If forgiveness is contingent upon the ability to forget past hurts then who can forgive? Memories of painful past offenses are often seared into our mind. The adage “forgive and forget” may represent a popular way of construing forgiveness, but it usually does not reflect reality. Biblical forgiveness is not so much about absent mindedness as it is an intentional choice not to dwell on those memories. In particular, forgiveness is a refusal to bring up the memory of past offenses to the offender, to others, or to self.
Forgiveness means I will not bring up this sin again in order to use it against those who have wronged me. Forgiveness means the sin that separated us has been addressed, that repentance has been demonstrated, and forgiveness has been sought. In forgiving the offending party, then, we are relinquishing our right to hold this against the other party. From this point forward we will refuse to use past offenses as a weapon in conflict, or as tool to condemn. This is not to suggest that we can never discuss past issues or that we must pretend like they never happened. There are ways to speak about past offenses that are loving and ways to use past offenses as examples. The key distinction is found in the phrase “in order to use it against.” Forgiveness will not allow past sins to be used as continual labels, like a scarlet “A”, against those who have repented.
Forgiveness means I will not bring up this sin to other people. Jesus calls us to forgive from the heart (Matt. 18:35). If we continue to gossip about or slander those whom we say we have forgiven we are simply indicate a heart that is still bitter and resentful towards them. This is not forgiveness. We may speak of another person’s sins in order to garner the sympathy of others or to stir up our own feelings of anger again. Neither motive is compatible with genuine forgiveness from the heart. Forgiveness wants what is best for the offender, and coloring other people’s perception of this person by retelling their sins is not a concern for their good.

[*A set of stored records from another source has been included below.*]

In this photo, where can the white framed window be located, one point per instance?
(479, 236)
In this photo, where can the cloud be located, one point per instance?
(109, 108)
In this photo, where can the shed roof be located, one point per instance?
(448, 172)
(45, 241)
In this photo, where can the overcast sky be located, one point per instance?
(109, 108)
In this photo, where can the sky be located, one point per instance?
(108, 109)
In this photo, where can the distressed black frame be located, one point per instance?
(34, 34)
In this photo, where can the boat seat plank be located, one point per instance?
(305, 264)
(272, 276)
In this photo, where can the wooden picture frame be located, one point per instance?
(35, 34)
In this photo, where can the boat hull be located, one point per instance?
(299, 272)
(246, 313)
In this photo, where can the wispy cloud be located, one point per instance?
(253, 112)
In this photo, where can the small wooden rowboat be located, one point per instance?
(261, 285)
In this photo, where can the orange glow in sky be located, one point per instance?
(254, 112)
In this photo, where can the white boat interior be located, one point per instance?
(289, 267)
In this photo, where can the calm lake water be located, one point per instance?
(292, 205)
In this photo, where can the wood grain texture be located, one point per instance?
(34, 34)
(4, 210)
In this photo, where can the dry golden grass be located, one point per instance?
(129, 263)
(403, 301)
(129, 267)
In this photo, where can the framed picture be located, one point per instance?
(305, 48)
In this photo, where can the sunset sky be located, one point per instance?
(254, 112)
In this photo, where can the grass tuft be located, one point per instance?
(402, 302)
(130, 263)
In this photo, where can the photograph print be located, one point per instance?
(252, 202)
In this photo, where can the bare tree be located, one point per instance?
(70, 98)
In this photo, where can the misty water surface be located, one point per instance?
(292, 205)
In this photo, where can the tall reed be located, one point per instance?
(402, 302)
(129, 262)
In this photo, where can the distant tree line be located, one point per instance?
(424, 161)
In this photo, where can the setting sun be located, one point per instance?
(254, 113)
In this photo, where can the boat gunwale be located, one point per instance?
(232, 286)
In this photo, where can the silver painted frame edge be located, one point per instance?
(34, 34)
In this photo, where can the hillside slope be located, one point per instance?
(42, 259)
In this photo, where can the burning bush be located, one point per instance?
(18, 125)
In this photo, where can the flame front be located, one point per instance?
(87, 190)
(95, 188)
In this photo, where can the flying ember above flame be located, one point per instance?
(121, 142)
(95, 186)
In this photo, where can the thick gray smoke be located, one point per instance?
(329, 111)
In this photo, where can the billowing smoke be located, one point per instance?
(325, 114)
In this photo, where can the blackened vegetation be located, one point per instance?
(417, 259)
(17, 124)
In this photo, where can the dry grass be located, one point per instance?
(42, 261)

Finally, forgiveness means I will not bring up this sin to myself. If I am struggling with the previous two elements of forgiveness then I am likely struggling with this one. Stirring up the memory of past offenses in my own mind is a sure way to bring it up again to others. Of course, this is not easy. Painful events can become lodged in our memories. We must daily, at times, remind ourselves that we have forgiven the other party of these offenses. We must also remind ourselves of all that God has forgiven us of, in Christ. Replaying offenses over and over again in our minds will not enable us to forgive “from the heart.”
These three elements of Biblical forgiveness are foundational for fulfilling the call God has given us to forgive as we have been forgiven (Eph. 4:32; Col. 3:13). We are to be imitators of God (Eph. 5:1), and that applies especially in the realm of extending grace and forgiveness to those who sin against us. Now, these elements do not take into consideration legal matters, or natural consequences. You may forgive someone who must still face the natural consequences of their decisions, this is especially true when those consequences include criminal charges. These elements also do not necessitate that reconciliation occur. Reconciliation is a process of rebuilding trust and that takes times and demonstrative fruit. In some cases, in this broken world, forgiveness may be granted and reconciliation may never occur. Those are important details and nuances to keep in mind as you move towards others in forgiveness.
Forgiveness is less about how we feel and what we remember, than it is about what we choose to do. Forgiveness that is from the heart is about an intentional decisions not to bring up past offenses to those who wrong us, to other people, and most especially to ourselves. How are you doing at forgiving others?